For each prefix, we look at two values: the number of distinct characters it contains, and the remainder when its length is divided by 3. If these two values match, the prefix qualifies as a residue prefix. The task is to count how many such prefixes exist.

For example, consider a prefix of length 3. Since 3 % 3 = 0, this prefix would only be a residue if it contained 0 distinct characters — which is impossible for a non-empty prefix, so it can never qualify. For a prefix of length 1, since 1 % 3 = 1, it is a residue when it has exactly 1 distinct character, which is always true. For a prefix of length 2, since 2 % 3 = 2, it is a residue only when both characters are different, giving 2 distinct characters.

The key observation is that prefixes have a natural nested structure: the prefix of length i is simply the prefix of length i - 1 with one more character appended. This means we don't need to recompute everything from scratch for each prefix — we can build up our information incrementally as we scan the string from left to right.

The only piece of information we need to track for each prefix is the number of distinct characters it contains. As we move from one character to the next, we just add the new character to a running collection of seen characters. A natural choice for this collection is a hash set, because it automatically ignores duplicates, so its size always tells us exactly how many distinct characters we have seen so far.
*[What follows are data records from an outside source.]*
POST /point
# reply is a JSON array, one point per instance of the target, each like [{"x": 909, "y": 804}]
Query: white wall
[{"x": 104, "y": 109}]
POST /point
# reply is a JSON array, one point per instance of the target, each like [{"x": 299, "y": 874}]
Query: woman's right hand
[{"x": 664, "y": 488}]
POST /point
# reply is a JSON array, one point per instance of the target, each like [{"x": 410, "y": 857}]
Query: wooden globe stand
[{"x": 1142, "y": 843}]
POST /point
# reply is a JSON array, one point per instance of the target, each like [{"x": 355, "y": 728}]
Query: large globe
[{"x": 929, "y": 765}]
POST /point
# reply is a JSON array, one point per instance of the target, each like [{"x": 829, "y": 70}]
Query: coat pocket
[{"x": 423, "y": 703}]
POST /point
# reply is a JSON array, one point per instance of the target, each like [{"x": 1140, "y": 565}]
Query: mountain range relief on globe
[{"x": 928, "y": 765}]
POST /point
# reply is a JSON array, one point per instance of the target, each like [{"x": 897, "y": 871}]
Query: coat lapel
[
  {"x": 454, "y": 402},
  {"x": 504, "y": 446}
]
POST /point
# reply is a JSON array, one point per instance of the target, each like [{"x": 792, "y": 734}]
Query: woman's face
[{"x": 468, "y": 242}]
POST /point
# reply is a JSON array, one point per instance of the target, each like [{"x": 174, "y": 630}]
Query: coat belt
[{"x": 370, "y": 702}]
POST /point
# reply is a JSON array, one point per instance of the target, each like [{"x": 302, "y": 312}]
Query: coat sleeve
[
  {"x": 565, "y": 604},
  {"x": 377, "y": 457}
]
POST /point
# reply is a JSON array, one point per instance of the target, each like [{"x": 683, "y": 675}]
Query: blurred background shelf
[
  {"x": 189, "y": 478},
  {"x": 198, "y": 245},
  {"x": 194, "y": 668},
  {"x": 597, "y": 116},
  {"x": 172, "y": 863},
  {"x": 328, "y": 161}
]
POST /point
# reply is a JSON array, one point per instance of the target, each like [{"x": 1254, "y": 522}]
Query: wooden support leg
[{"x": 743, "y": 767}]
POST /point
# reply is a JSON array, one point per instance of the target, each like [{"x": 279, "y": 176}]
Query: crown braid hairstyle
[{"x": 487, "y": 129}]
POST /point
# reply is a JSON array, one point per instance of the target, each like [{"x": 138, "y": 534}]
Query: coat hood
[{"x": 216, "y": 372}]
Once we have the distinct-character count for the current prefix, the rest is straightforward. The length of the current prefix is just its position index (counting from 1), so we compute len(prefix) % 3 and compare it with the size of the hash set. Whenever the two values are equal, the current prefix is a residue prefix, and we add 1 to our answer.

Because we process each character exactly once and only do constant-time work per character, this approach naturally arrives at an efficient single-pass solution.

Solution 1: Hash Table

We use a hash table st to record the set of distinct characters that have appeared in the current prefix. We iterate through each character c in the string s, add it to the set st, and then check if the length of the current prefix modulo 3 equals the size of the set st. If they are equal, it means the current prefix is a residue prefix, and we increment the answer by 1.

Let's break down the implementation step by step:

1. Initialize an empty hash set st to keep track of the distinct characters seen so far, and a counter ans set to 0 to record the number of residue prefixes.

2. Iterate over the string s using enumerate(s, 1), so that the index i starts from 1. This index i directly represents the length of the current prefix.

3. For each character c, add it to the set st. After this, the size of st (i.e., len(st)) equals the number of distinct characters in the prefix of length i.

4. Check whether len(st) == i % 3. If this condition holds, the current prefix is a residue prefix, so we increment ans by 1.

5. After the iteration finishes, return ans as the final answer.

The time complexity is O(n), where n is the length of the string s, since we process each character exactly once and each set operation takes constant time on average. The space complexity is O(|\Sigma|), where |\Sigma| is the size of the character set. Since s consists only of lowercase English letters, the set can hold at most 26 distinct characters, so the space used is constant.